16.2.15

Estado paga quase 50 mil refeições por dia a famílias carenciadas

Ana Cristina Pereira, in Público on-line

Investigadora fez contas e analisou gastos com a medida. “Importa avaliar o encargo” da mesma quando comparada com outras, defende. Não é

Em cada dia, de Norte a Sul do país, quase 50 mil refeições são servidas pela Rede Solidária de Cantinas Sociais. Contas feitas, o Estado paga diariamente 122.560 de euros a instituições privadas sem fins lucrativos para garantir que em Portugal nenhuma pessoa fica privada de comer pelo menos uma vez por dia.

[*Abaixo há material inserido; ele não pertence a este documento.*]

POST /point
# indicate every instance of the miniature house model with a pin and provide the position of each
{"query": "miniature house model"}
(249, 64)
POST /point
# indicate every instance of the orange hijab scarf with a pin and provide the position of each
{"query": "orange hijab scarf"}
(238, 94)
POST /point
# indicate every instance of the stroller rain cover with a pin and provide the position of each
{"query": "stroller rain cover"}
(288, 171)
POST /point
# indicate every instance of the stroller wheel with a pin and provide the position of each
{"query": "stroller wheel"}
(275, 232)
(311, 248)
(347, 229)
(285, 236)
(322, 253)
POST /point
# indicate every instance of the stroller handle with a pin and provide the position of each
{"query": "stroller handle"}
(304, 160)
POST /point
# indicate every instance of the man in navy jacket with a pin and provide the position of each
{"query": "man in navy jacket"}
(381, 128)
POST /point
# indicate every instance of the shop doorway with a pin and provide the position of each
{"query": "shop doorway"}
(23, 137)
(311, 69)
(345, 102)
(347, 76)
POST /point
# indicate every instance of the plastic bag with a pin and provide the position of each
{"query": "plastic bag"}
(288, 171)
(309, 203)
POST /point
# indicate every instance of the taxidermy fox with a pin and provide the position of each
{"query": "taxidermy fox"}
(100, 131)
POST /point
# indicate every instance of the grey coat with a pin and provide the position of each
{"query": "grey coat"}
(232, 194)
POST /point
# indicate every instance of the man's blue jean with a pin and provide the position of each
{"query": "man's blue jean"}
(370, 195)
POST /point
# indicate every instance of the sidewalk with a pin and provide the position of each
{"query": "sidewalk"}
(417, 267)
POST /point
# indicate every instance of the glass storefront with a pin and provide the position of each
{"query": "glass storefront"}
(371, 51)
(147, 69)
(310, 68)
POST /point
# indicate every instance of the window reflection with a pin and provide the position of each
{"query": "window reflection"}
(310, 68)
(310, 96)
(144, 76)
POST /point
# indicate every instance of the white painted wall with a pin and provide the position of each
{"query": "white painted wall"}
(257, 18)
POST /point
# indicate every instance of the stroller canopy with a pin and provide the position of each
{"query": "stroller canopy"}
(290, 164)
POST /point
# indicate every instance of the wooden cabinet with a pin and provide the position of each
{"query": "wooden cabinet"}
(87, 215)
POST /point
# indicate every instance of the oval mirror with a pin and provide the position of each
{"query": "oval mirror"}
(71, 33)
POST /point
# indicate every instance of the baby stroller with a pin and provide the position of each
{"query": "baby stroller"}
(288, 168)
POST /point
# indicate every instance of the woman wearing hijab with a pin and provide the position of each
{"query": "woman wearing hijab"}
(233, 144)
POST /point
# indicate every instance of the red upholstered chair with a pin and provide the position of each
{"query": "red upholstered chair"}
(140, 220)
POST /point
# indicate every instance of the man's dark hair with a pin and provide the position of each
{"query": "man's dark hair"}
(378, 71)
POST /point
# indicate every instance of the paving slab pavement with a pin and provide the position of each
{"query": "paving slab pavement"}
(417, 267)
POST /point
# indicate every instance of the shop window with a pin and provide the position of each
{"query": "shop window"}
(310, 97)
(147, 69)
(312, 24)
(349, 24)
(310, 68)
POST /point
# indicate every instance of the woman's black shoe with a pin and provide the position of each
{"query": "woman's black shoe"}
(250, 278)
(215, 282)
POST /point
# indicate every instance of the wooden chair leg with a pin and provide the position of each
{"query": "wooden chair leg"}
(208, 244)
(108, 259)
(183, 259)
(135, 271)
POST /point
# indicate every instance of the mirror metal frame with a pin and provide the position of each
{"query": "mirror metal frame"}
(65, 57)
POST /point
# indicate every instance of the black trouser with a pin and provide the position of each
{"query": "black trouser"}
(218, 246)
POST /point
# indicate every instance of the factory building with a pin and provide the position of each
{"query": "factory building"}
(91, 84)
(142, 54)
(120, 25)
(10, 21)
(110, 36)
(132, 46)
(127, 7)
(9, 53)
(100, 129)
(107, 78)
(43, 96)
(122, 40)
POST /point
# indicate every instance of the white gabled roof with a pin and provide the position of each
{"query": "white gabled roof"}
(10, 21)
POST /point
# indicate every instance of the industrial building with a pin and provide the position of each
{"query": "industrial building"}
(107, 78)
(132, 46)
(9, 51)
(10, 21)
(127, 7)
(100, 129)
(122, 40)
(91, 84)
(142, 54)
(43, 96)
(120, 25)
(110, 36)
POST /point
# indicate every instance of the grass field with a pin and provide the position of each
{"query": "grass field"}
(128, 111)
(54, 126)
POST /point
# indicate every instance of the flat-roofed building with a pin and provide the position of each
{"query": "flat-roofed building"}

Os dados foram fornecidos ao PÚBLICO pelo Instituto de Segurança Social. A 31 de Dezembro de 2014, estavam em vigor 845 protocolos referentes a cantinas sociais, que significavam 49.024 refeições diárias. Os serviços centrais não conseguem dizer, todavia, quantas pessoas delas usufruíam.

A economista Cláudia Joaquim encheu-se de interrogações ao analisar esta medida, que faz parte do Programa de Emergência Social (PES) lançado em 2011 pelo Governo. Quais os critérios de selecção das instituições que assinaram protocolo com o Estado? Como se determinou a comparticipação pública? Como é monitorizada a medida, por exemplo, no que concerne ao número de beneficiários?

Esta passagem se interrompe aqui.